NEW YORK — What’s it like to live with hoarder parents? In Kimberly Rae Miller’s memoir, “Coming Clean,” the writer doesn’t minimize the destruction the disorder causes families. But she uses her own experience to paint a much more compassionate and nuanced portrait of the illness than is usually shown on reality TV shows like “Hoarders.”

Growing up, only child Miller knew her family was different. Her father spent most of his time listening to NPR and inspecting whatever piece of paper out of his vast collection happened to be at hand, while her mother constantly ordered unnecessary items online and then let the boxes sit, unopened, to collect dust.

Their house was covered with paper and broken or disused objects. Couches, floors, tables and most other surfaces — eventually whole rooms — were lost to junk. After Miller’s mother has a botched surgery that leaves her disabled and depressed, the squalor grows: at its worst, pipes break, causing floors to turn into a soggy swampland and bathrooms to stop functioning. Rats skitter between piles of junk and fleas infest the house. The boiler breaks and there is no heat or hot water. Unable to call a repairman because of the state of the house, the family showers at a local gym.

The mess causes constant fighting within the family and a constant fear of being discovered. Miller finally escapes to go to college, and her parents move to other homes to escape the mess, but their hoarding always quickly resumes.

Miller isn’t unscathed by her parents’ problems: at one point as a child she stops speaking, later she attempts suicide and still later she compulsively cleans her spotless Brooklyn, N.Y., apartment with harsh chemicals and becomes pathologically afraid of getting bed bugs.

But Miller, who became an actress and writer, doesn’t write vindictively about her parents. She describes them as “doting, fallible people that gave me everything they had, and a whole lot more.”


She recalls how loving and playful her father was when she was a child, and how her mother scrounged together money so that she could spend a semester abroad when financial aid fell through. When they were eating out, as they were commonly forced to, or doing anything away from their home, they instantly became a laughing, loving, nearly functional family.

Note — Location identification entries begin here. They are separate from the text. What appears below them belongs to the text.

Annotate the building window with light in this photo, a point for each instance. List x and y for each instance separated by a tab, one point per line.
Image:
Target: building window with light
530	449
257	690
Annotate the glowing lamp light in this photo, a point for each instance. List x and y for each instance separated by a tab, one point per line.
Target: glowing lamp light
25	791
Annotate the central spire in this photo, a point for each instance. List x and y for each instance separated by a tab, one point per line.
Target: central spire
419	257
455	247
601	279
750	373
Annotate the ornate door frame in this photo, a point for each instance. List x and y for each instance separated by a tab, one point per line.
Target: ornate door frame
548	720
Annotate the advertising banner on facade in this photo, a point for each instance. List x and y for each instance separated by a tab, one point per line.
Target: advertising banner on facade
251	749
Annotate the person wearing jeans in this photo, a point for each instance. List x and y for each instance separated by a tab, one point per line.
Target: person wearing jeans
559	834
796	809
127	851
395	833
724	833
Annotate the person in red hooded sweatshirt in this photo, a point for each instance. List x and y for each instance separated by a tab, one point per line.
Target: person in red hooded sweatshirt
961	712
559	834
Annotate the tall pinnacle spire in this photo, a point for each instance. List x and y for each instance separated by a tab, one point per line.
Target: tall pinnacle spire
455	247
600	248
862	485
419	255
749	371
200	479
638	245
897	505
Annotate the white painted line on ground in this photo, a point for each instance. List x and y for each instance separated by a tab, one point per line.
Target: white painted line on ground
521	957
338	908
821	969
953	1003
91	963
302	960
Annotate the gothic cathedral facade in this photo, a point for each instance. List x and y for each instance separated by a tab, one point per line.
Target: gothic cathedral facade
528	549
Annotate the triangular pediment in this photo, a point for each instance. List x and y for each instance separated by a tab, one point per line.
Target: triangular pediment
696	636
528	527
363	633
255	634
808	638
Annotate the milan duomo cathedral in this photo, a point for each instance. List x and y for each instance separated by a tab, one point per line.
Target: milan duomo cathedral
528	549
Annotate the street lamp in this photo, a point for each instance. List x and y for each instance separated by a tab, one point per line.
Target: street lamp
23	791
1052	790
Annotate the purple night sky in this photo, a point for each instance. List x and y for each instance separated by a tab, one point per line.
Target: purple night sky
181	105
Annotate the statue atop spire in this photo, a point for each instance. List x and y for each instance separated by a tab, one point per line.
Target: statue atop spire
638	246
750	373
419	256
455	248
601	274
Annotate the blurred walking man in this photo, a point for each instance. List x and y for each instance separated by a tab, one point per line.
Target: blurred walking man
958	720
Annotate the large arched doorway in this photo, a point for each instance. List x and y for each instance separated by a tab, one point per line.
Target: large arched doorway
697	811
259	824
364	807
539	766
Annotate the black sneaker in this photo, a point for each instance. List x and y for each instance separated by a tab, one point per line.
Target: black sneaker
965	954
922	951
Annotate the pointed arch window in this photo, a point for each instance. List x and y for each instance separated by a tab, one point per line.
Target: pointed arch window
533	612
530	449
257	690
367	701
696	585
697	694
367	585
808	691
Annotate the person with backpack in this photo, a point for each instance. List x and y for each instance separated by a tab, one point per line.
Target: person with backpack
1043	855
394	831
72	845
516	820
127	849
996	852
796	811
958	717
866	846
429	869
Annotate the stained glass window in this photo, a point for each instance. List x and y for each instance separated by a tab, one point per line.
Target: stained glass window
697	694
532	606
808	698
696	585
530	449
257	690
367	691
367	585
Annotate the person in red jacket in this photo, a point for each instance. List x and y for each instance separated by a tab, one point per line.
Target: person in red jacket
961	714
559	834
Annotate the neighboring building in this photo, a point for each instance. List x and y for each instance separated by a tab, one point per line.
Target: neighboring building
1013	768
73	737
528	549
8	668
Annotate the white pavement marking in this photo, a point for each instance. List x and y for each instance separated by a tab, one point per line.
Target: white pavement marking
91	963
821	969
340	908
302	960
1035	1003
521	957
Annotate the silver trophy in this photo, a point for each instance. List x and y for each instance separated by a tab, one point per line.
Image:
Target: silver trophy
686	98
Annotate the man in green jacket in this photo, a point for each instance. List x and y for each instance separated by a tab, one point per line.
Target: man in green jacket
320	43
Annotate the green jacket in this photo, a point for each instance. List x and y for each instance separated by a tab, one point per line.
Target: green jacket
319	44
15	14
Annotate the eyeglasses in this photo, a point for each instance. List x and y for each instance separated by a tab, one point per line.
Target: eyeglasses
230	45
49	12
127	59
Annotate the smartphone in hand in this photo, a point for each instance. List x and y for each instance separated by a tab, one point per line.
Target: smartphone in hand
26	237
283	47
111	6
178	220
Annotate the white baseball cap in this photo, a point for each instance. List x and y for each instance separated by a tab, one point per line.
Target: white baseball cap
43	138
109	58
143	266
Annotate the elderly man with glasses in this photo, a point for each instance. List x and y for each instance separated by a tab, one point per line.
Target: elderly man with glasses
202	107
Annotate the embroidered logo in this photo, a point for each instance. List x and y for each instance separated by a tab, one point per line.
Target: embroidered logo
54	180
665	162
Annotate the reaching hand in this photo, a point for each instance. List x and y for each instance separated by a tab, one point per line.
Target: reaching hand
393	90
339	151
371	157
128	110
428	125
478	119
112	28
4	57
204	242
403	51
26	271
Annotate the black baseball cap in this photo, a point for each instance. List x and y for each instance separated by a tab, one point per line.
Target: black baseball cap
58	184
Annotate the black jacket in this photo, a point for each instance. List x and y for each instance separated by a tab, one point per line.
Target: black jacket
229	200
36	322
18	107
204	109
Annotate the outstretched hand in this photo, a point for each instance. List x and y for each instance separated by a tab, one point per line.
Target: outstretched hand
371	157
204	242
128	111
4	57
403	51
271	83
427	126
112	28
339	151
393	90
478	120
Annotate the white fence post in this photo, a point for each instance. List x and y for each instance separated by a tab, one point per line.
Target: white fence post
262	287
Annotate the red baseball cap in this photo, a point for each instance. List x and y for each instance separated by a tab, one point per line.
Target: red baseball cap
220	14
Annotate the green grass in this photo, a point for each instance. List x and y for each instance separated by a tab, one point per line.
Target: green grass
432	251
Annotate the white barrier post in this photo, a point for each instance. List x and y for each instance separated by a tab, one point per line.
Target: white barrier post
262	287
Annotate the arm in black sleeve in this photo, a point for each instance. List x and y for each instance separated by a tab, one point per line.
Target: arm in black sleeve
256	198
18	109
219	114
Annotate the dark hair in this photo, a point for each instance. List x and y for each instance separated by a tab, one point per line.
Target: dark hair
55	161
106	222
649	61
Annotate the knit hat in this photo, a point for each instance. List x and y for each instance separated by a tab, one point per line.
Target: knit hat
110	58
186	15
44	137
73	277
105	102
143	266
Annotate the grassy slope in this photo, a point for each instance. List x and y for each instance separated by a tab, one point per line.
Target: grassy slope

Her parents seem aware of their problems, but powerless to make substantial life changes.

“How am I crazy today?” her father says affably whenever Miller calls as an adult to talk about treatment or causes of hoarding.

Her mother is more regretful. “One day you aren’t going be able to pretend everything was okay, and you’re going to hate us,” she says.

But it is to Miller’s credit that she never does. Meeting a new friend who confesses that she also grew up with a hoarder parent, they muse over why people stay with hoarders. Her friend is mystified, but Miller says she understands why.

“I did know why her father stayed, and my mother stayed and why we, as children, stay,” she writes. “Life without their stuff just wasn’t worth life without them.”